Lay of the Land
“The English language is like London: proudly barbaric yet deeply civilised, too, common yet royal, vulgar yet processional, sacred yet profane. ”~Stephen Fry
Today’s London is an amalgamation of numerous villages, some dating back to ancient Roman times. As a result, the city’s neighborhoods have distinct personalities and attributes. Traveling from west to east, Notting Hill and Kensington are primarily residential and home to some hidden restaurants and boutiques. Chelsea, South Kensington and Knightsbridge are ideal for strolling and shopping, with some excellent cafés and famed British stores like Harvey Nichols. Mayfair is where you’ll find many of the city’s grandest hotels and restaurants like Claridge’s and The Square. Meanwhile the West End, Soho and Covent Garden districts are famous for theaters, museums and general hubbub (see: Picadilly Circus).
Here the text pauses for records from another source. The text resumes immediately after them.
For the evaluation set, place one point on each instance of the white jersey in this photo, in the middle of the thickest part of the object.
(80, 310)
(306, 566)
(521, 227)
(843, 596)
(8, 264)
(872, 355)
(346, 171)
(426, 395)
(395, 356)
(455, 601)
Major historical sightseeing (such as the Houses of Parliament, Westminster Abbey and the London Eye) is located in central London. In the east is “The City,” the financial district and hip neighborhoods like Shoreditch and Clerkenwell, home to some seriously cool restaurants. Directly across the Thames, South Bank is a foodie destination with funky restaurants and the cult favorite Borough Market.
Black Cabs are pricier and harder to come by than taxis in other cities, but the Underground or “tube” is quick, clean and safe. If you plan on staying in the city for more than a couple days and using the underground system, look into purchasing a multi-day card. Be aware that you must present your ticket as you exit the station, so keep it handy.
London is an example of a city that has perfected the airport transfer (New York City, take note). Heathrow and Gatwick Express trains run between the airports and Paddington or Victoria train stations (respectively) multiple times per hour. Tickets can be purchased in advance or just before departure, and they are significantly cheaper than taxis plus avoid London’s legendary traffic.